Here are a number of stories from the BBC web site which suggest deep frustration within the industry about "the Welsh way of doing things" in the film and TV drama field.  Series like "Hinterland", "Keeping Faith" and "Bang" have done well, but they are all made on incredibly low budgets and although they may get network air time, the production companies, directors, actors and scriptwriters all seem to be pointing at big shortcomings in the system.........

Loss-making projects, the scandals associated with Bad Wolf and Pinewood, the convoluted financial support system, and the "exploitation" of Welsh production facilities by production companies that have no interest in telling Welsh stories or doing anything to promote Wales are all big issues.

Pinewood's Welsh TV and film fund frustrating, claim Bang producers

Actors missing out on TV and film roles in Wales, Equity union claims

Julian Lewis Jones calls for more local talent in Wales-made films

Action film flop Take Down received £3m in Welsh loan

Ffilm Cymru: Short films receive funding boost

Some of the info from an FOI request:

Take Down, which was produced by Pinewood, was given a loan of £3.14m.   The production, which was shot in Pinewood Wales as well as Anglesey and the Isle of Man, has so far recouped £941,413.
According to the Internet Movie Database, the film was released on DVD in the UK in August 2016, although it appeared to have a cinema release in the US.

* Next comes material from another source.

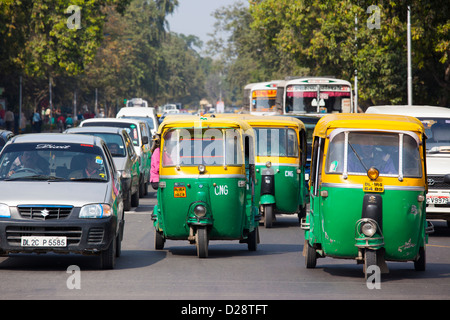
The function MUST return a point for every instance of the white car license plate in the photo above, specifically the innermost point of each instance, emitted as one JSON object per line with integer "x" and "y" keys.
{"x": 41, "y": 241}
{"x": 437, "y": 199}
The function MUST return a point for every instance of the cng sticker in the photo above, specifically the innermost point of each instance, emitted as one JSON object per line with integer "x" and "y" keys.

Glossy BBC Worldwide/Amazon Prime drama The Collection received a loan of £1.15m and a grant of £600,000 - ministers have recouped £119,075 so far

BBC Films' British war comedy Their Finest - which lists Pinewood as a producer - was loaned £2m and has recouped nearly £2.1m for Welsh Government, making a profit so far of £49,985

Horror movie Don't Knock Twice was given a loan of £629,516 and received a grant of £75,000 from the Wales Screen Fund. It has recouped £469,415 for ministers

It also listed a number of projects that have received loans from the scheme that are yet to reach a release:

£1.2m for Show Dogs, a comedy that is being released in the UK next year and was mostly shot at Pinewood Studio Wales
£2m for Chuck Steel: Night of the Trampires, which also received a £673,784 Wales Screen Fund grant
£850,000 for World War 1 drama Journey's End, being previewed in Cardiff on Thursday - £80,000 has been recouped so far
£25,000 each for the development of a film called Lionel The First, TV show Jack Staff, and TV project Minotaur

A total of £317,000 has also been loaned to Tiny Rebel Games, based in Newport, for the game Dr Who Infinity, in partnership with BBC Worldwide.


As one might expect, the BBC and the Welsh Government bat away the criticisms and concerns by stressing the positives (mostly about the economic spinoffs coming from the making of films and TV series in Wales) and ignoring the negatives.    But the Assembly's Culture Committee is currently investigating the film and TV industry in Wales, and it will be interesting to see what they come up with when they make their report.